Читать книгу Eine Aussenpolitik für die Schweiz im 21. Jahrhundert - Группа авторов - Страница 11
Die Europäische Union als grösste Herausforderung für die Schweiz
ОглавлениеUnter all den Fragen, die Gegenstand dieser Publikation sind, dominiert eine alle anderen: die Beziehung zur Europäischen Union. Das Buch erscheint wenige Monate nach dem Entscheid des Bundesrats vom 26. Mai 2021, die Verhandlungen über ein Institutionelles Abkommen mit der EU abzubrechen. Nach fast 20 Jahren Diskussion und Verhandlung haben die EU und die Schweiz keinen Weg gefunden, ihre Beziehung auf eine stabile und dauerhafte Basis zu stellen, die weiter reicht als die sektoriellen bilateralen Verträge, die nach dem Urteil der EU keine Zukunft besitzen. Ohne rechtliches Gerüst für ihre Weiterentwicklung und Erneuerung drohen diese zu verkümmern und letztlich jegliche Substanz zu verlieren, sodass die Schweiz ohne festen wirtschaftlichen und politischen Partner dastünde: als «Drittstaat» inmitten Europas.
Im Zentrum des Disputs: die Souveränität, ein Begriff, der allen Ländern der Welt teuer ist, dessen Wert sie indes in einer Kosten-Nutzen-Rechnung kühl abwägen und je nach ihrer Grösse und ihrem Gewicht modulieren. In der Schweiz hat die Diskussion vor 30 Jahren, als sich die Frage des Beitritts zum Europäischen Wirtschaftsraum stellte, eine entscheidende Wende genommen. Der damalige Bundesrat beschrieb das Dilemma mit der Frage, die bis heute nicht an Gültigkeit eingebüsst hat: Ist die Schweiz souveräner als Mitglied einer europäischen Verbindung, deren Politik sie mit vollen Rechten mitgestalten könnte – oder im Gegenteil als unabhängiger Staat, der aber für den Zugang zum grossen Markt den von anderen gestellten Bedingungen unterworfen ist? Ist der sogenannte autonome Nachvollzug von Regeln der anderen ein Zeichen von Souveränität oder vielmehr eines von Abhängigkeit?
Diese Fragen wurden wieder und wieder debattiert – und anschliessend überdeckt vom vorübergehenden Erfolg des sektoriellen bilateralen Wegs. Er war für die Schweiz so vorteilhaft, dass sie es versäumte, sich dessen mögliches Ende überhaupt nur vorzustellen. Von dem Moment an, als der Bundesrat unter dem Druck der Europagegner jegliche Perspektive eines Beitritts aufgab, war auch für die Europäische Union klar, dass der Bilateralismus kein Übergangsregime mehr war. Sie konnte der Schweiz folglich keine Ausnahmen mehr zugestehen, in deren Genuss nicht auch ihre Mitgliedstaaten kämen.

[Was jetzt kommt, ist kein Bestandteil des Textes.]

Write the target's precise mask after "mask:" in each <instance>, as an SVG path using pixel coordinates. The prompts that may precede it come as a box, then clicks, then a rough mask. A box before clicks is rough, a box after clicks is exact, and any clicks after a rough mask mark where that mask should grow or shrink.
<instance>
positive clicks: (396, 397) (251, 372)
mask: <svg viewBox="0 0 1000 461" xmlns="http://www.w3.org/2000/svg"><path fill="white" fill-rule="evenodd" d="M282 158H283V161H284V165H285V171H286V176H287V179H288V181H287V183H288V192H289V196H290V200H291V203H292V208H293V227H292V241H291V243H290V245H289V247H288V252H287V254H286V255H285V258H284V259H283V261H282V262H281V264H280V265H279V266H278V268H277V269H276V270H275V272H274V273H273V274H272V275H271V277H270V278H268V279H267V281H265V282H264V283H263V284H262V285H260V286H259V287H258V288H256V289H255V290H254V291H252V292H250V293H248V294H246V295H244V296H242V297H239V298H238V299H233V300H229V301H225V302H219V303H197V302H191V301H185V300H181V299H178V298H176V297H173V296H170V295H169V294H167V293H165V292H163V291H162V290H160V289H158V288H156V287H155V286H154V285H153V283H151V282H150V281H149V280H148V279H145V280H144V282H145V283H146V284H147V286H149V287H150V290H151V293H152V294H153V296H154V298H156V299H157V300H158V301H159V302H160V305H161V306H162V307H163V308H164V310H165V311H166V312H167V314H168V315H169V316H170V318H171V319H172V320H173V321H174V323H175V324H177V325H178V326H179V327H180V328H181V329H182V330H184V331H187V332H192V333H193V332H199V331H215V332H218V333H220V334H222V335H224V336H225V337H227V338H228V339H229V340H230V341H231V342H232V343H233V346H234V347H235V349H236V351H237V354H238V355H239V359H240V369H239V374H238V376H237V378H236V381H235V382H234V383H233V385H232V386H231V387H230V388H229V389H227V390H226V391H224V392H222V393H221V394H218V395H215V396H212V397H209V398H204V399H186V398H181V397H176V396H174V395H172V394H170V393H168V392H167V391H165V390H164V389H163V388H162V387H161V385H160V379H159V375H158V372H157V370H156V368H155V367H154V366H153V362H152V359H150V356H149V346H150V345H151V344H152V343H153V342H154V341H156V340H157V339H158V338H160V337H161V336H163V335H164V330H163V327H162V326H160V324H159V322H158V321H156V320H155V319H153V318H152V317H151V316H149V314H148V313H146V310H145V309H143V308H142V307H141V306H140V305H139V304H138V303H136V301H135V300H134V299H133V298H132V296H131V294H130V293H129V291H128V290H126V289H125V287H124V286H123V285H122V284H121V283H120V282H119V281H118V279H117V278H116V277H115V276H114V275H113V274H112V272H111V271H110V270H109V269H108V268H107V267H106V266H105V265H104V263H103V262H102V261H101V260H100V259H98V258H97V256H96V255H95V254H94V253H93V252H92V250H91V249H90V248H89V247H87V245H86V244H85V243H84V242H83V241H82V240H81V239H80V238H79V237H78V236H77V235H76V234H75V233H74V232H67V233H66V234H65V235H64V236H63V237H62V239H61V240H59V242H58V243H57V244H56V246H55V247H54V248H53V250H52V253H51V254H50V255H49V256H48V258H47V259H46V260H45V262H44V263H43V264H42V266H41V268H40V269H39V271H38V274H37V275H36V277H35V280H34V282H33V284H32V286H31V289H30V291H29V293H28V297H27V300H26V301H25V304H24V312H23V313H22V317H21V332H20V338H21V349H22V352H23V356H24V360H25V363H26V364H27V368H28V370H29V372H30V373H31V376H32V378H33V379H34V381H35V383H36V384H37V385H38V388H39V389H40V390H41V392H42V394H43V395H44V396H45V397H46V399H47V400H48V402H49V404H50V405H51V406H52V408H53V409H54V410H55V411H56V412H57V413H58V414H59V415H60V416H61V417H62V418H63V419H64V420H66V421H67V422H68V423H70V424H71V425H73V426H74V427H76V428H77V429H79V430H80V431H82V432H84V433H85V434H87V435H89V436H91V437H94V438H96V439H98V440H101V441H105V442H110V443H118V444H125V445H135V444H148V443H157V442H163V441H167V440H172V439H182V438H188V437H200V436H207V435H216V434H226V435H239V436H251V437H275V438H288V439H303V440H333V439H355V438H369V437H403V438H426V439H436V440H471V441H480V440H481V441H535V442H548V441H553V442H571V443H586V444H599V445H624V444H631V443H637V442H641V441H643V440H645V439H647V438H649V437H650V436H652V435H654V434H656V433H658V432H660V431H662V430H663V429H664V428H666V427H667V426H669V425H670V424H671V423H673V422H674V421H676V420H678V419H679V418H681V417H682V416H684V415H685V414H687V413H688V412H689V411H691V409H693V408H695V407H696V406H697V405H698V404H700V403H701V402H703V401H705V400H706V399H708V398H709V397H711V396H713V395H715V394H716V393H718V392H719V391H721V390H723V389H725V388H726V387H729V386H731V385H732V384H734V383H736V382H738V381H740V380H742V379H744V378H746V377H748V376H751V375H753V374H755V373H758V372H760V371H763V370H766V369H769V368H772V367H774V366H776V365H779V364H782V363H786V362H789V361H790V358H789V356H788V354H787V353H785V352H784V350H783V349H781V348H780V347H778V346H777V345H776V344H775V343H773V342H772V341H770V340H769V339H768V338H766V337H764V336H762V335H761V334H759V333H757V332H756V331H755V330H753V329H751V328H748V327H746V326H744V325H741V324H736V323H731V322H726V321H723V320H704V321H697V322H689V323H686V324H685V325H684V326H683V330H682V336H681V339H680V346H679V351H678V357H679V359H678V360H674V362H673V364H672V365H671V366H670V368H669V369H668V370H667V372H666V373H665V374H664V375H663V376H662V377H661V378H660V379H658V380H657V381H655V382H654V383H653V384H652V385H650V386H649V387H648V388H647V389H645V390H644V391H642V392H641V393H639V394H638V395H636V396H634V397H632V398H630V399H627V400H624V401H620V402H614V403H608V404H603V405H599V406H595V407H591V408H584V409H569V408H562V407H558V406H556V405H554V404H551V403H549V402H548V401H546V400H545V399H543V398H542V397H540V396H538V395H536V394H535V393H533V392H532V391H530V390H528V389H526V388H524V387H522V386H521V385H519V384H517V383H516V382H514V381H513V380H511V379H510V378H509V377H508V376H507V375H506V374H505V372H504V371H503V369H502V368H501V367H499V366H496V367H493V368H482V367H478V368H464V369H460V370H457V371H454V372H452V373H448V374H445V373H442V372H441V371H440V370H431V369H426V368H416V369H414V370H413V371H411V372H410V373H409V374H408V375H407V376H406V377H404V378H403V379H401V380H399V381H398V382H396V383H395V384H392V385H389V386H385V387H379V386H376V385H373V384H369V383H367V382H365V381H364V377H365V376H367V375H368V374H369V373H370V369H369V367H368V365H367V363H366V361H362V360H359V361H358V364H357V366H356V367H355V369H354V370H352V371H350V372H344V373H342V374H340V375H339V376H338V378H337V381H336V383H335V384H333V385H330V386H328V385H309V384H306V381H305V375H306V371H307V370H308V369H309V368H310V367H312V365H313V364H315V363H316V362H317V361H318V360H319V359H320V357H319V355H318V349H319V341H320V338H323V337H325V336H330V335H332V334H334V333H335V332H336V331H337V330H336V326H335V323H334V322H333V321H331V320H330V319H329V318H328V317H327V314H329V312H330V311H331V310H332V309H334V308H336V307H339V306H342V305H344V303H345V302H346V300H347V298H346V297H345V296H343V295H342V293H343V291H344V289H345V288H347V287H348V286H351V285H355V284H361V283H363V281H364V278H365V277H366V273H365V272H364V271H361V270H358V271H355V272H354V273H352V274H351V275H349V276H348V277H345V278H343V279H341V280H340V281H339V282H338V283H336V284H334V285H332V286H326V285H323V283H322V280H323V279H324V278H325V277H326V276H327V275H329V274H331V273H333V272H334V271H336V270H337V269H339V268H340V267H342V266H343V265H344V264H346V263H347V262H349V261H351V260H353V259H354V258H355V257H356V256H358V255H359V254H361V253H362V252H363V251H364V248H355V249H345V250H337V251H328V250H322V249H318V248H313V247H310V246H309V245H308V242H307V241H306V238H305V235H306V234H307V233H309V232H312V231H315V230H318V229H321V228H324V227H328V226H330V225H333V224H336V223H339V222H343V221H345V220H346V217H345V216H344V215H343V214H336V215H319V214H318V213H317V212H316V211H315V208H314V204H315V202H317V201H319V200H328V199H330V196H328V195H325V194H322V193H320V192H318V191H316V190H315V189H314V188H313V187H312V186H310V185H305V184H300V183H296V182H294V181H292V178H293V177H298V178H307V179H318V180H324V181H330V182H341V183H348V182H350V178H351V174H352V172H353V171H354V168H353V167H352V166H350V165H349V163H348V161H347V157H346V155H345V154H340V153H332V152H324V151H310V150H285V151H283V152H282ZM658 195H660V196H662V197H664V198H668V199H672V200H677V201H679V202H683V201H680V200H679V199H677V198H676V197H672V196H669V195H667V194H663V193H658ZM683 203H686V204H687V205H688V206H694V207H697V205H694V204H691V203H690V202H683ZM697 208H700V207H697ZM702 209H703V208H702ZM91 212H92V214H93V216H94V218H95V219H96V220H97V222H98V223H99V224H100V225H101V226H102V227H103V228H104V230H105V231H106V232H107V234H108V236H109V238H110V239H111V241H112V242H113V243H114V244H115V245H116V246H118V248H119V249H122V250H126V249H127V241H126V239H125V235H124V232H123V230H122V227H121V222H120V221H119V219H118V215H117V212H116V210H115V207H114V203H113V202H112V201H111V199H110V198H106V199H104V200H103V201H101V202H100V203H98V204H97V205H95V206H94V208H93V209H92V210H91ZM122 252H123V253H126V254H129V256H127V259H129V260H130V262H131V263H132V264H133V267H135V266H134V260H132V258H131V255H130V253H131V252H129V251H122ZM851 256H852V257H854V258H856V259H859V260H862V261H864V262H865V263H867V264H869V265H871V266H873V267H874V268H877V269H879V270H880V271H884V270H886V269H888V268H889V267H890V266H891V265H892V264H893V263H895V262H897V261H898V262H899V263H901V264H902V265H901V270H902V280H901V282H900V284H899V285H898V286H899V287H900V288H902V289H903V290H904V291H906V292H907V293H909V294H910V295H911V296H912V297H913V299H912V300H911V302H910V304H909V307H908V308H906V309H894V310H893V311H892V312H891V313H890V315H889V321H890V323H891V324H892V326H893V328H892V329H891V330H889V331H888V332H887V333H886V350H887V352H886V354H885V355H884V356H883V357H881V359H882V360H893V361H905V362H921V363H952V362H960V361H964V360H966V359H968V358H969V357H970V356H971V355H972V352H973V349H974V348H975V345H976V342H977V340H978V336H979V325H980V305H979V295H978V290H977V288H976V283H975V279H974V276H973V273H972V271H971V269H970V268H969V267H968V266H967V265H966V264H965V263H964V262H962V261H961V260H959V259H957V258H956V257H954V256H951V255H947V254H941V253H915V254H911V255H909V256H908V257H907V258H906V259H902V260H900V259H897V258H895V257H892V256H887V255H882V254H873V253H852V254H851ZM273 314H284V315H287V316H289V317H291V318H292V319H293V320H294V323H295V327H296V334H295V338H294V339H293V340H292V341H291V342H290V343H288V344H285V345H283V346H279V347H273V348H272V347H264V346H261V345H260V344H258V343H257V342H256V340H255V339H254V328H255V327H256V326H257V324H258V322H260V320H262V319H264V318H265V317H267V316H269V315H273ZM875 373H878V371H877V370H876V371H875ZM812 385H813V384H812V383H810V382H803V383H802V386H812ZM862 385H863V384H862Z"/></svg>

Das Institutionelle Rahmenabkommen, das das Gleichgewicht zwischen den wirtschaftlichen Bedürfnissen der Schweiz und den Gleichbehandlungsbedürfnissen der EU wiederherstellen sollte, wurde in der Schweiz als nicht hinnehmbarer Souveränitätsverlust wahrgenommen – allerdings einer überhöhten Souveränität, die sich um jegliches politische und moralische Engagement gegenüber jenen, auf deren Werk ihr Wohlstand ebenfalls beruht, foutiert; einer Souveränität, die den Einfluss der Macht auf das internationale Recht zu ignorieren scheint; und einer Souveränität, die die realen Opfer der Schwächsten ignoriert.
Das Scheitern des Institutionellen Abkommens wird Gewinner und Verlierer hervorbringen – bezüglich Beschäftigung, Wettbewerbsfähigkeit, Bildung, Forschung und nicht zuletzt der schweizerischen Diplomatie, deren Ruf als verlässliche Partnerin gelitten haben dürfte. Erst die spürbaren Folgen werden zeigen, was die von den Abkommensgegnern verteidigte Souveränität wirklich bedeutet – sowohl innerhalb als auch ausserhalb der Schweiz. Die EU dürfte nicht bereit sein, die Gespräche mit einem Partner, den sie als unberechenbar erfahren hat, wieder aufzunehmen, ohne sich zuvor entsprechend abzusichern.
In ihrer Geschichte hat sich die Schweiz Allianzen fast immer widersetzt. Ob sie dies auch weiterhin wird tun können, wird sich weisen. Ihre Neutralität stammt aus Zeiten, die von Konflikten in der Nachbarschaft geprägt waren. Heute ist sie von der Europäischen Union umgeben, die sich den Frieden zur Aufgabe gemacht hat.